The paper, "Automatic Construction of Travel Itineraries using Social Breadcrumbs" (PDF), cleverly uses the data often embedded in Flickr photos (e.g. timestamp, tags, sometimes GPS) to produce trails of where people have been in their travels. Then, they combine all those past trails to generate high quality itineraries for future tourists that tell them what to see, where to go, how long to expect to spend at each sight, and how long to allow for travel times between the sights.

Some excerpts from the paper:
Shared photos can be seen as billions of geo-temporal breadcrumbs that can promisingly serve as a latent source reflecting the trips of millions of users ... [We] automatically construct travel itineraries at large scale from those breadcrumbs.

By analyzing these breadcrumbs associated with a person's photo stream, one can deduce the cities visited by a person, which Points of Interest (POI) that the person took photos at, how long that person spent at each POI, and what the transit time was between POIs visited in succession.

By aggregating such timed paths of many users, one can construct itineraries that reflect the "wisdom" of touring crowds. Each such itinerary is composed of a sequence of POIs, with recommended visit times and approximate transit times between them.

[In surveys] users perceive our automatically generated itineraries to be as good as (or even slightly better than) itineraries provided by professional tour companies.
This reminds me quite a bit of the work on using GPS trails from mobile devices like phones (e.g. [1] or [2]) or search histories on maps (e.g. [3]). But, the use of Flickr photos as the data source is clever, especially for this application where the photos are also useful in the final output and the gaps in the data stream are not important.

Fun idea, nicely implemented, and very convincing results. Definitely worth a read. Don't miss the thoughts at the end on expansions to the idea, such as changing how the trails are filtered and aggregated based on individual preferences to generate personalized itineraries.


Marin Dimitrov said...

there was a similar paper from Microsoft at WWW'2010 - Equip Tourists with Knowledge Mined from Travelogues

Greg Linden said...

Hi, Marin, The big difference is the use of billions of Flickr photos, which is the interesting idea in this paper.

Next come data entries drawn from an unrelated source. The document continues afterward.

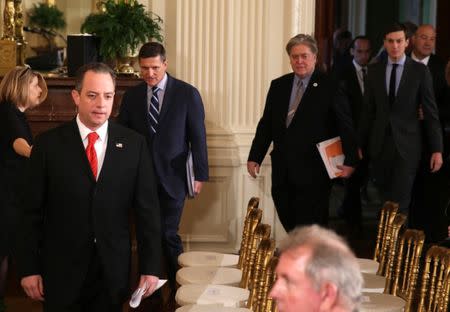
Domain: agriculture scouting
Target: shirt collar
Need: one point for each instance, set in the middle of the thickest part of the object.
(357, 66)
(84, 131)
(305, 80)
(401, 61)
(424, 60)
(162, 84)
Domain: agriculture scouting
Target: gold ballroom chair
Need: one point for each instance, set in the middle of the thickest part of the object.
(229, 296)
(435, 287)
(259, 300)
(378, 263)
(375, 283)
(402, 276)
(207, 258)
(226, 275)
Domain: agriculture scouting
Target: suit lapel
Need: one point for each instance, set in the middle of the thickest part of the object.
(403, 79)
(75, 149)
(355, 80)
(169, 93)
(115, 144)
(379, 76)
(142, 94)
(285, 96)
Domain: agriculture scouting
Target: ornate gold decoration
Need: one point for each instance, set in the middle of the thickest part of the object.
(8, 20)
(18, 32)
(248, 230)
(404, 277)
(435, 289)
(388, 213)
(7, 56)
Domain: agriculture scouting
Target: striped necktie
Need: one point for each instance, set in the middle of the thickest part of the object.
(153, 111)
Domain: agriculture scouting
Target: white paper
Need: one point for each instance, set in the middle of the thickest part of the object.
(136, 297)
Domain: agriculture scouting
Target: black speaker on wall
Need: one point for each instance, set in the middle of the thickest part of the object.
(81, 49)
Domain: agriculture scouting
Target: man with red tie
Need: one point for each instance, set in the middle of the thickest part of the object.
(87, 177)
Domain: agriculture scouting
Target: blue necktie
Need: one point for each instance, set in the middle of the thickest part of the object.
(153, 111)
(392, 84)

The paper you cited used blogs as the data source.

The thing to note in this HT2010 paper is the very clever idea of how Flickr photos can produce timestamped trails of movements, like coarse-grained GPS trails.

Steps said...

A related poster was also published at WWW'2010: Antourage: Mining Distance-Constrained Trips from Flickr.

Greg Linden said...

That WWW2010 poster does use Flickr photos, filtering for ones that have GPS tags on them, but only considers each photo in isolation; that poster does not generate timestamped trails of movements, duration of stays, and transition times.

What I think is the very clever idea in the HT2010 paper is that you can build trails of where people have been, linking each photo together to form a path, by combining the timestamp and location (either explict or derived from tags) data. It's the breadcrumbs, the trails, the history that is new, clever, and apparently quite powerful.

MattHurst said...

I was very impressed to learn the student was able to actively collaborate with the Flickr team at Yahoo n this research. Do you think this might result in a real product that they could bring to the photo sharing service?